Lecturers: Prof. Dr. David Basin and Prof. Dr. Peter Müller

Classes: Tuesday 10-12 HG E 5 and Thursday 10-12 HG E 5

Credits: 7 ECTS (4V + 2U)

Requirements: none

Language: English

Exercise Classes

• Tuesday 13-15
  1. (German)
  2. ETZ H 91 Malte Schwerhoff (German)
  3. NO D 11 Alex Summers (English)
  4. NO E 11 Milos Novacek (English)
• Wednesday 15-17
  5. NOE 11 Malte Schwerhoff (German)

Course Material

The lecture notes, exercises, slides, and other resources are available in our protected page secured area.

Homework is optional, but highly recommended. There will be a session examination.

Submission instructions

Haskell programs must be submitted electronically via external page codeboard.io. The relevant assignments mention the URL of the corresponding project on codeboard.io. Please follow the submission guidelines outlined in the first exercise sheet to ensure that we are able to identify your submission and provide feedback.

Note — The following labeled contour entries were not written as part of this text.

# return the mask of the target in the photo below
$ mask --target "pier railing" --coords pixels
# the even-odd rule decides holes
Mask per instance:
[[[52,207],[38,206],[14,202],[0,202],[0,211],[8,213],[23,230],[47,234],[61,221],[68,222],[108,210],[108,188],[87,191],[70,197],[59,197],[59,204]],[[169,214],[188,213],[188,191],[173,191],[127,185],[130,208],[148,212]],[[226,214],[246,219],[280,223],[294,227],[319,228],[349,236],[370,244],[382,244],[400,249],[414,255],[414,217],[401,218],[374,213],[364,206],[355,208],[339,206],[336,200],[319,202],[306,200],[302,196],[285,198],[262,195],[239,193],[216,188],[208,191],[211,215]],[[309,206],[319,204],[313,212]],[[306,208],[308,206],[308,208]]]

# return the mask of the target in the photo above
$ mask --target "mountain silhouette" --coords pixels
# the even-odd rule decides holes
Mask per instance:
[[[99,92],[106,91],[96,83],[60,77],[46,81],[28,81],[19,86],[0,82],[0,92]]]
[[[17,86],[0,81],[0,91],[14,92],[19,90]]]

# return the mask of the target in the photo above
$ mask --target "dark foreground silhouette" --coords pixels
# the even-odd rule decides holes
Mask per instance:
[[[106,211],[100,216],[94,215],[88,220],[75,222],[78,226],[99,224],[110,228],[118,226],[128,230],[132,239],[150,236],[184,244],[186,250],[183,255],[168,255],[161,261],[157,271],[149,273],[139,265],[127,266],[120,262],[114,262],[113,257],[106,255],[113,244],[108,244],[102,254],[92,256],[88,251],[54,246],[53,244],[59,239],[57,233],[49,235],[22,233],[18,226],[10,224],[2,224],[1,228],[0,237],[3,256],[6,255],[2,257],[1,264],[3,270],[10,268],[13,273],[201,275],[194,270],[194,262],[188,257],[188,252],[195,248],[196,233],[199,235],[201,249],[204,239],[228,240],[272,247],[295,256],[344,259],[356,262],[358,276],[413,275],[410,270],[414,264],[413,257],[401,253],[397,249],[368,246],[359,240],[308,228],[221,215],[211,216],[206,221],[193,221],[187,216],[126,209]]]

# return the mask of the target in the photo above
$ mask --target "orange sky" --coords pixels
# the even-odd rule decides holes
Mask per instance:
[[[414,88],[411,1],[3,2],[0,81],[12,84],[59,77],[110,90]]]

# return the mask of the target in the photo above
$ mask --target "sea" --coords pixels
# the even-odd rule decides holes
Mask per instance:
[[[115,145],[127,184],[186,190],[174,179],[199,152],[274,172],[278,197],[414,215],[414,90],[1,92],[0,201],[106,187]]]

Other assignments can be submitted in two ways: you can either send them by e-mail to your tutor or submit them on paper in the appropriate cardboard box outside room CAB F53.1. Solutions must be received by 11:00am on the Monday after the exercise is published, in order to receive feedback.

Description

In this course, participants will learn about new ways of specifying, reasoning about, and developing programs and computer systems. Our objective is to help students raise their level of abstraction in modelling and implementing systems.

The first part of the course will focus on designing and reasoning about functional programs. Functional programs are mathematical expressions that are evaluated and reasoned about much like ordinary mathematical functions. As a result, these expressions are simple to analyse and compose to implement large-scale programs. We will cover the mathematical foundations of functional programming, the lambda calculus, as well as higher-order programming, typing, and proofs of correctness.

The second part of the course will focus on deductive and algorithmic validation of programs modelled as transition systems. As an example of deductive verification, students will learn how to formalize the semantics of imperative programming languages and how to use a formal semantics to prove properties of languages and programs. As an example of algorithmic validation, the course will introduce model checking and apply it to programs and program designs.